No effective vaccine yet exist.
Neisseria meningitidis
Usually inhabit the human nasopharynx without causing detectable disease. This carrier state acts as a reservoir for infection.5-30% of normal individuals are carrier of this m.o. at any given time, yet few develop meningococcal disease.
The attack rate is higher in children peaking at 5 yrs and 4-14 yrs of age.
This infection occurs sporadically and in epidemics.
It is an absolute human pathogen.
Classification and antigenic types
N meningitidis are grouped according to the antigenic character of the cell capsular polysaccahride.The capsule is associated with virulence of the m.o.
13 serotypes have been identified.
The most important are A,B, C, Y and W-135, they account for about 90% of all infections.
Pathogenesis
The bacteria are spread via respiratory droplets.
M.O. attach to non-ciliated columnar epithelial cells
Attachment is mediated by pili.
Invasion of the mucosal cells occurred by a mechanism similar to that described for gonococci.

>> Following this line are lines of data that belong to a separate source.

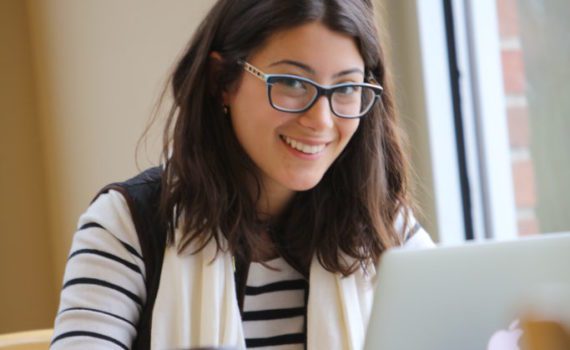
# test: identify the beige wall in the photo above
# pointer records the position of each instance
(79, 82)
(27, 296)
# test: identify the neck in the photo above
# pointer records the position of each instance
(273, 200)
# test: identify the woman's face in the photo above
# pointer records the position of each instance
(311, 51)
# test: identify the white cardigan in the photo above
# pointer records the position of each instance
(196, 303)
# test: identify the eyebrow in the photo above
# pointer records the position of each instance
(312, 71)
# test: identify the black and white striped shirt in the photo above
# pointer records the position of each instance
(274, 306)
(104, 291)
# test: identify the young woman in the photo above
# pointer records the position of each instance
(283, 182)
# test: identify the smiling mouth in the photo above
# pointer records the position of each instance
(301, 147)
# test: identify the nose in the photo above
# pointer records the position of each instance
(319, 116)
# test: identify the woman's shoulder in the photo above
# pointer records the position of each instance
(412, 233)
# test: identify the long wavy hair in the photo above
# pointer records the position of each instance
(348, 218)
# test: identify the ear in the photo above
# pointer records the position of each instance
(215, 63)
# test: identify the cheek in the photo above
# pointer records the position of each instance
(347, 128)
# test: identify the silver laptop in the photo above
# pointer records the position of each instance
(469, 297)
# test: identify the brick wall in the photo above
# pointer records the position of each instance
(518, 117)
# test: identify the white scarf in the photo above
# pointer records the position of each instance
(196, 304)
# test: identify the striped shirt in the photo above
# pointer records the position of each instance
(104, 292)
(274, 306)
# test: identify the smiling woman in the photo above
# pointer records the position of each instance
(282, 183)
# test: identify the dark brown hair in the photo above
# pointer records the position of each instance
(350, 213)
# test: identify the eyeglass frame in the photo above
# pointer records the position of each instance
(322, 90)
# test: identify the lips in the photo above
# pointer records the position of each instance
(303, 147)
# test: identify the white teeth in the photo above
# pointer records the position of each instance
(303, 147)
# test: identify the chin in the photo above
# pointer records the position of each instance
(304, 184)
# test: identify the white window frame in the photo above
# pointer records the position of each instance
(484, 119)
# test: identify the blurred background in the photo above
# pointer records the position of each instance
(482, 87)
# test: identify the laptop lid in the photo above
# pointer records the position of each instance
(461, 297)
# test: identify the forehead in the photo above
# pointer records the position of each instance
(313, 44)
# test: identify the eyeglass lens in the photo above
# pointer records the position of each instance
(293, 95)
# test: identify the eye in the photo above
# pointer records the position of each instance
(348, 89)
(291, 83)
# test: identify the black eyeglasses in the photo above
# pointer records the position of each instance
(294, 94)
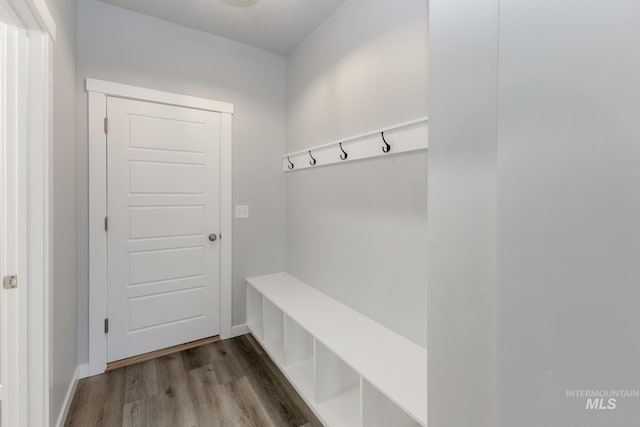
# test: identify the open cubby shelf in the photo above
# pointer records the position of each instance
(350, 370)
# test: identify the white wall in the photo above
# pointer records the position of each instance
(569, 210)
(64, 287)
(358, 232)
(533, 198)
(463, 54)
(126, 47)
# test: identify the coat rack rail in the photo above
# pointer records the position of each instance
(400, 138)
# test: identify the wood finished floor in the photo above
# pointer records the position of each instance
(230, 383)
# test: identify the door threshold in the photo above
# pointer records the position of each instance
(159, 353)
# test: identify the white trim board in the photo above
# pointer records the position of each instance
(402, 138)
(68, 398)
(98, 91)
(32, 14)
(157, 96)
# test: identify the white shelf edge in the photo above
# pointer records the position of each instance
(402, 138)
(417, 417)
(360, 136)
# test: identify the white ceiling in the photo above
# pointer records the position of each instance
(275, 25)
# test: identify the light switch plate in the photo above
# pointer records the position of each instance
(242, 211)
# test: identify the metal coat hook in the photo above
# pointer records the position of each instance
(386, 147)
(344, 154)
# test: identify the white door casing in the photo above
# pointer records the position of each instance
(25, 211)
(163, 186)
(150, 235)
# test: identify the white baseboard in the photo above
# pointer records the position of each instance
(69, 397)
(236, 331)
(83, 371)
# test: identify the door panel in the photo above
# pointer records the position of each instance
(163, 202)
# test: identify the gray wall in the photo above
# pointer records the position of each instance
(126, 47)
(64, 306)
(569, 210)
(358, 231)
(463, 54)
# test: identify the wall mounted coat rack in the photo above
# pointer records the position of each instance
(400, 138)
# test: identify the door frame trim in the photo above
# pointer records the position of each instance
(98, 90)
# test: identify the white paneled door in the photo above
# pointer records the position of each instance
(163, 179)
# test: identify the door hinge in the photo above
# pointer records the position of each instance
(10, 282)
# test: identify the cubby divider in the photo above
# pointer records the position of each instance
(299, 361)
(337, 389)
(273, 324)
(332, 356)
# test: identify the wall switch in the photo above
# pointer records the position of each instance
(242, 211)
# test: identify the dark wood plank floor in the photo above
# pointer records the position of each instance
(230, 383)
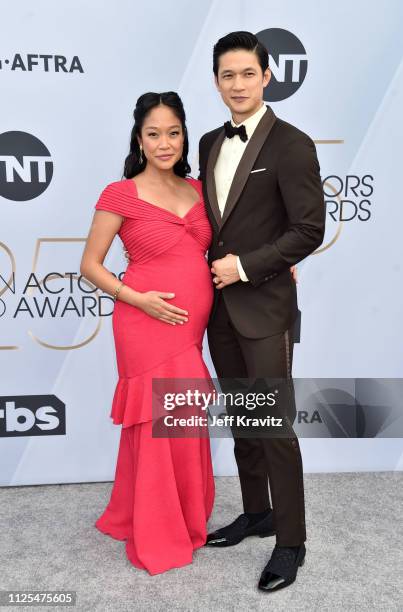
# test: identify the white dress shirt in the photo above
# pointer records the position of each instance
(228, 159)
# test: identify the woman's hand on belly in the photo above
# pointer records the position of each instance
(153, 303)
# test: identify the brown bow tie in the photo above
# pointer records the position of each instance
(231, 131)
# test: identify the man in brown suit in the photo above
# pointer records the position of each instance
(264, 198)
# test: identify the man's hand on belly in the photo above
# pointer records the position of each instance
(225, 271)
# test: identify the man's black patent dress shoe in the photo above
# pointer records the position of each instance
(282, 568)
(241, 528)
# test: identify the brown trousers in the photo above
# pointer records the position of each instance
(263, 461)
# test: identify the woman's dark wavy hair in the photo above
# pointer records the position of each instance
(144, 105)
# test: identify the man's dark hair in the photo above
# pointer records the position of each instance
(240, 40)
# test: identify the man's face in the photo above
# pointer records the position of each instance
(240, 81)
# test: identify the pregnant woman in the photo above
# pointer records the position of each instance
(163, 491)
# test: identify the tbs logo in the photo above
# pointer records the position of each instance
(32, 415)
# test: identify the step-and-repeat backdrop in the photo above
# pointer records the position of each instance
(70, 73)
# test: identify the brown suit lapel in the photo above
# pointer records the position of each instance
(245, 166)
(251, 152)
(210, 182)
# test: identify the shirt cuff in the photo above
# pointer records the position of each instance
(241, 271)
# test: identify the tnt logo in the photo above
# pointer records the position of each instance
(32, 415)
(287, 61)
(26, 167)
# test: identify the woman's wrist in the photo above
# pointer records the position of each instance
(136, 298)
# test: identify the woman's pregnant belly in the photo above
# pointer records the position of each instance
(141, 340)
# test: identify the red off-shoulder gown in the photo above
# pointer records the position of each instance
(163, 491)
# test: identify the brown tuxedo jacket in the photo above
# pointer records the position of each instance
(272, 219)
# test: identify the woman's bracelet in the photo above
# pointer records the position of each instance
(115, 295)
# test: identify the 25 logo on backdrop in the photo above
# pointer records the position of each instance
(26, 166)
(32, 415)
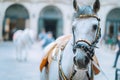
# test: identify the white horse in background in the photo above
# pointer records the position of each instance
(23, 40)
(75, 60)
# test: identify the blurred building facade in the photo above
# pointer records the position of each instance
(55, 16)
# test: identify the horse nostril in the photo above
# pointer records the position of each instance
(94, 27)
(86, 60)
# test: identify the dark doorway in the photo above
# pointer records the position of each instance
(51, 19)
(15, 19)
(50, 25)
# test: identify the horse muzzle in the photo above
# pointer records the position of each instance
(81, 63)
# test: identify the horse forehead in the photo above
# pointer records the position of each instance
(85, 22)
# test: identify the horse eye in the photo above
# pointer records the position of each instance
(94, 27)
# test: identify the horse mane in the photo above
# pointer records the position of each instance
(84, 10)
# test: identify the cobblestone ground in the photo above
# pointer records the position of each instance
(11, 69)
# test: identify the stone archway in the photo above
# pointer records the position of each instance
(15, 18)
(112, 26)
(51, 19)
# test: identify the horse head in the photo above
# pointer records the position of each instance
(86, 33)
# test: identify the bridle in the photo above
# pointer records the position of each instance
(88, 48)
(91, 46)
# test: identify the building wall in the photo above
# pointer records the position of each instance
(34, 10)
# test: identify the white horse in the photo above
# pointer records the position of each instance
(23, 40)
(75, 60)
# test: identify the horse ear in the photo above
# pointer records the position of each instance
(75, 5)
(96, 6)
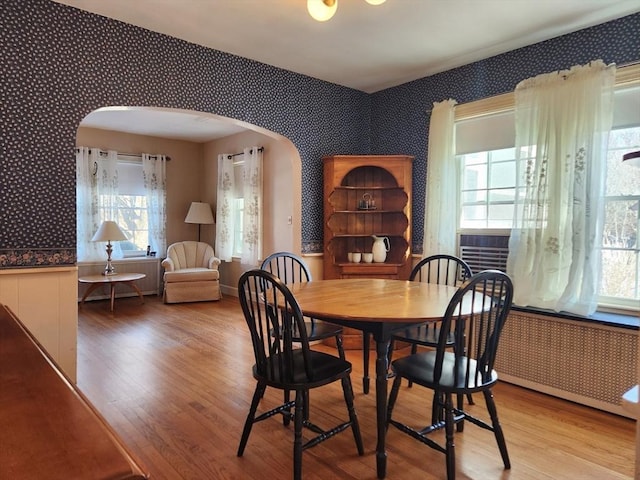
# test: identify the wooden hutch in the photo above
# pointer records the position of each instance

Antiphagocytic polysaccharide capsule allows systemic spread in absence of specific immunity.
Hyperproduction of meningococcal lipooligosaccharide is highly toxic.
There will be blood stream invasion.
Then m.o. enters the CNS.
It has protease enzyme that cleaves IgA.
Clinical manifestation
Acute meningococcemia is more serious and is often complicated by meningitis . There will be fever, chill, malaise, headache, vomiting, signs of meningeal inflammation.Petechiae or purpura in skin occurs in 30-60% of patients.
Fulminant meningococcimia occurs in 5-15% of cases characterized by high fever, delirium, widespread purpuric skin rash. It is associated with a high mortality rate.
Lab diagnosis
Clinical specimens are CSF, skin rash and blood.Large numbers of encapsulated, small, gram-negative diplococci and polymorphonuclear leukocytes(PMN’s) can be seen microscopically in cerebrospinal fluid (CSF)
Transparent, non-pigmented nonhemolytic colonies on chocolate blood agar with enhanced growth in moist atmosphere with 5% CO
Oxidase-positive
Acid production from glucose and maltose but not from other sugars.
Antimicrobial therapy
Penicillin is still the drug of choice as B- lactamase production is extremely rare.
Other drugs are third generation cephalosporins and chlormphenicol.
Prevention
A single dose vaccine contains polysaccharide capsular antigen of N. menigiditis gr. A, C, Y and W-135.
Chemoprophylaxis for close contacts of patient with this disease is indicated such as rifampicin, ciprofloxacin and ceftriaxone.